Sunday, May 09, 2010

what to do in ho chi minh city

this should really be called 'what i did in ho chi minh city' because all i can comment on is what i saw and did in my short time in the city.

but here goes nothing.

i visited reunification palace, where i joined an hour long tour that provided little more information than you could read on the placards, but it did give some context to the giant building and why it is important.  it used to be the presidential palace before the south lost the war and now it is a big, rather empty building showing the president's old stuff.  i am not quite sure if the communist guidebook outlines how to make museums really empty and less interesting than they could be, but cuba and vietnam seem to have been forming the same interpretation.

more interesting, as museums go, but not any more coherent and a hell of a lot more biased, is the war remnants museum.  where you can learn that all the atrocities committed during the vietnam war (or american war, as it called in these parts) were the americans' fault.  you can also learn that much of the world supported the north's struggle against the americans and that the north was innocent of war crimes.  i cannot imagine what it would be like to be an american in that museum.  but bill clinton visited hanoi a few years back so all is well between the two former enemies, i guess.

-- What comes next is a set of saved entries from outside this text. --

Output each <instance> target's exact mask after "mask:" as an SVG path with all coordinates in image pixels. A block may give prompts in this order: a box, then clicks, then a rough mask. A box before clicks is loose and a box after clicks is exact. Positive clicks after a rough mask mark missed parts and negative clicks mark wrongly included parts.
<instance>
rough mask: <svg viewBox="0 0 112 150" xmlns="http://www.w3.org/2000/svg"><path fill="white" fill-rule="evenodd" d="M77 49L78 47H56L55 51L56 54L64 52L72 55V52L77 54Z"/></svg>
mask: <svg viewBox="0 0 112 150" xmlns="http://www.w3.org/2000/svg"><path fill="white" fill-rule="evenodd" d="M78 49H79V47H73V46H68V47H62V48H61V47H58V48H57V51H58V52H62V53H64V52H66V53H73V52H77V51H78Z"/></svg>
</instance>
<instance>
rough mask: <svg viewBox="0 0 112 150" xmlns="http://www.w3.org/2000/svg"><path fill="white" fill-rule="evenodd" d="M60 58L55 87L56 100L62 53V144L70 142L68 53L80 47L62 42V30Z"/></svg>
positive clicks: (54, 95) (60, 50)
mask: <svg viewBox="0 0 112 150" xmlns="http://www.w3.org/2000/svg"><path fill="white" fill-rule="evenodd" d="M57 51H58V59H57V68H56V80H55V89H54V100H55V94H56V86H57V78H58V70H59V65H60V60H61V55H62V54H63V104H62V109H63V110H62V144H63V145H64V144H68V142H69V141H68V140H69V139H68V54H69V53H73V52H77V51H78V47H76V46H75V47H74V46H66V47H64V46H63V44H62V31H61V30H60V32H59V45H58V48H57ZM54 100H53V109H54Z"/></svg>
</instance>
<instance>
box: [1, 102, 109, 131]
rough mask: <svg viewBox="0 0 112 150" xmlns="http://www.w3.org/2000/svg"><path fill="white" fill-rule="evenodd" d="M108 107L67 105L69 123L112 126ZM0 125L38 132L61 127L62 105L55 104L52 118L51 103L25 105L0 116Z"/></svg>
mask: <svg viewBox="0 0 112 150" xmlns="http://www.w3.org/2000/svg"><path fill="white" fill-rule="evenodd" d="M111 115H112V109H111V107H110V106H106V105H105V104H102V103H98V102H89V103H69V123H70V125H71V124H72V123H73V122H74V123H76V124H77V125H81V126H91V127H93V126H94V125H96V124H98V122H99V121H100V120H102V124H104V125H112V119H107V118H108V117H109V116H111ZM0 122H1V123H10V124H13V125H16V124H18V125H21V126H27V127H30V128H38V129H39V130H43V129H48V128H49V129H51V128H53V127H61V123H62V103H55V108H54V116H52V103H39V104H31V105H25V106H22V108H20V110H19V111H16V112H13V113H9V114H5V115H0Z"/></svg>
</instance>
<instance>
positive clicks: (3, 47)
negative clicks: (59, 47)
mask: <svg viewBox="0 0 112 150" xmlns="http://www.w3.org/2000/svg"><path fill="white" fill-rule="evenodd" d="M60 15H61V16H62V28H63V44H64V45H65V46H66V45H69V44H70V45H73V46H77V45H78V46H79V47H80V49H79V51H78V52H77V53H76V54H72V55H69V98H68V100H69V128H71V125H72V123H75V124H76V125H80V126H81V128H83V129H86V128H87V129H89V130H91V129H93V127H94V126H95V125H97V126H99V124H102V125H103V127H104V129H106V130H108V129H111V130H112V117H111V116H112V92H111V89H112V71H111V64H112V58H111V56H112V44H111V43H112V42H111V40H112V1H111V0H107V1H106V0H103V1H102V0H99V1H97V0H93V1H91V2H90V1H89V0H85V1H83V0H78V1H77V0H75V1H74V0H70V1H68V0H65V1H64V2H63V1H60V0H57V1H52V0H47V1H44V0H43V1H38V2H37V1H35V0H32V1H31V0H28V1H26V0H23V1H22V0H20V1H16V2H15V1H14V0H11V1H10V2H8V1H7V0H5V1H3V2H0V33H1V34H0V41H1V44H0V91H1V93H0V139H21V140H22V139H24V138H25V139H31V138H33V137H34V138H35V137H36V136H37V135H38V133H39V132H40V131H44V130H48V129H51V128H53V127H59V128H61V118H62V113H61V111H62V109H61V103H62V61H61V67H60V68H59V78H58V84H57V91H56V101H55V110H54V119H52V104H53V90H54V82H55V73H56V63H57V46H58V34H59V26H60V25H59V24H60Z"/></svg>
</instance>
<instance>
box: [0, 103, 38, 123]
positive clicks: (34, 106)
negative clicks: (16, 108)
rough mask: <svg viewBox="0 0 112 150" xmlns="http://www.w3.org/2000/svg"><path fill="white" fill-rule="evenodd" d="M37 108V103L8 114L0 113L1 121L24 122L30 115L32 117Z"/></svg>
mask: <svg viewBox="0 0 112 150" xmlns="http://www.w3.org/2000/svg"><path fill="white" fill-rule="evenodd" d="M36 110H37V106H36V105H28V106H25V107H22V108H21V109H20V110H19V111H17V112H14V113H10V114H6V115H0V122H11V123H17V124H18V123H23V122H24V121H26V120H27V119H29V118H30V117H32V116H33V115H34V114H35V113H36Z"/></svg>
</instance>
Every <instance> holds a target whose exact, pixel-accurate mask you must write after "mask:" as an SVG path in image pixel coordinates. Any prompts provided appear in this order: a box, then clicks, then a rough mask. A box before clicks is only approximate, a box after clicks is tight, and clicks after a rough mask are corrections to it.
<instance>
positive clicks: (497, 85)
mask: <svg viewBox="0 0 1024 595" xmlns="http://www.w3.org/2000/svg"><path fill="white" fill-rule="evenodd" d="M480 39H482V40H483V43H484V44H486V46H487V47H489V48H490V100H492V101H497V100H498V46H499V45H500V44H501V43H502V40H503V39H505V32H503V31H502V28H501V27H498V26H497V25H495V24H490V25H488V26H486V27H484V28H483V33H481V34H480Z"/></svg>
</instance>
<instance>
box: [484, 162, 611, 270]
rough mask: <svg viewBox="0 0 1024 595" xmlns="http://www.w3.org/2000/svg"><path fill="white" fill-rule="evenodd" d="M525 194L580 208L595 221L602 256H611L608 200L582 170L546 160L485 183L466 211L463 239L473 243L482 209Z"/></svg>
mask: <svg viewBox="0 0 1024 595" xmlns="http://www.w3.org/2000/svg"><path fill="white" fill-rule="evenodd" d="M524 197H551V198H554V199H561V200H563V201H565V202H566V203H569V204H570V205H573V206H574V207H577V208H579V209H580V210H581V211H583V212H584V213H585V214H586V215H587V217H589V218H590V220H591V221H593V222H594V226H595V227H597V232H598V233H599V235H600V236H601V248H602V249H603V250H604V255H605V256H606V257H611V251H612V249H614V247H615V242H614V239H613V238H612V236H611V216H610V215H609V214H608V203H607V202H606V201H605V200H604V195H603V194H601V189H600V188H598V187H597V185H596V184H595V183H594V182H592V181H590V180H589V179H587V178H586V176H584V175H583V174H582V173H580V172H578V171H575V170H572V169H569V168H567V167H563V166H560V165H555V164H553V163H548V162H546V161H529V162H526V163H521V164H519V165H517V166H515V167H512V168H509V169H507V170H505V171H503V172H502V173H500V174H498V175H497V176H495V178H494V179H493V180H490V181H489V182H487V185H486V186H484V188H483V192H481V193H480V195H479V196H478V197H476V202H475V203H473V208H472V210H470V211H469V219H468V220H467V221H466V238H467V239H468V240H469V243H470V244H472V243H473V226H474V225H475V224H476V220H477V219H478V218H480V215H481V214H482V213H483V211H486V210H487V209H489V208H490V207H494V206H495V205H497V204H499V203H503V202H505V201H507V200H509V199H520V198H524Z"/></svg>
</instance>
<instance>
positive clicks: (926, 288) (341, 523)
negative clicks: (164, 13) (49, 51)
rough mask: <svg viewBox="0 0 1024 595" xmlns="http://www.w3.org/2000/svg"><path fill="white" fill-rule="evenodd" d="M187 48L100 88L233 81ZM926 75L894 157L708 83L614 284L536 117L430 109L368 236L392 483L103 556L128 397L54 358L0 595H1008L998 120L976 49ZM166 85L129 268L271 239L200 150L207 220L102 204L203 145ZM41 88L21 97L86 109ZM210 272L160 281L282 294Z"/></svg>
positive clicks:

i shopped at a few great little spots in the dong khoi area, stopped for a pedicure and a foot massage (that miraculously included a head, back, and shoulder massage) after a long day's walking around the streets,  and i browsed the crammed rows of stalls at the ben thanh market, where there are knock-offs, t shirts, food stuffs, and knick knacks galore.

i popped into the notre dame cathedral during sunday morning mass and marvelled at the old post office next door and smiled at the hundreds of moto drivers hanging out outside of the church, waiting for their clients.

after hiring a cyclo driver, i risked my life on wild roundabouts with motorised vehicles to get to the jade emperor pagoda, where apparently it must be lucky to buy and then release baby turtles into the pond outside because there are thousands of turtles living in rather cramped conditions.

a few times a day, i enjoyed an iced coffee, sometimes black and sometimes with milk.  these things are truly amazing.

most of my time was spent wandering the streets with my camera and trying not to stare at the women selling anything and everything on the streets, wearing pointy straw hats, and facemasks or the motorbikes driving by me with trees, huge televisions, or entire families on them.

although i am really enjoying moving at my own pace and making all the decisions on what to see, do, eat, and drink, there have been so many times where i have wanted to turn to someone beside and make a comment about something i had seen in the city.  i suppose that is the trade off for travelling alone.  or planning a trip in two weeks and not being able to coerce anyone into joining me!


Anonymous said...

i LOVE iced it available in decaf?

J. said...

I have spent more time in Vietnam than in any other place outside of my home country. It's my favorite place on the planet (although I prefer Ha Noi to HCMC).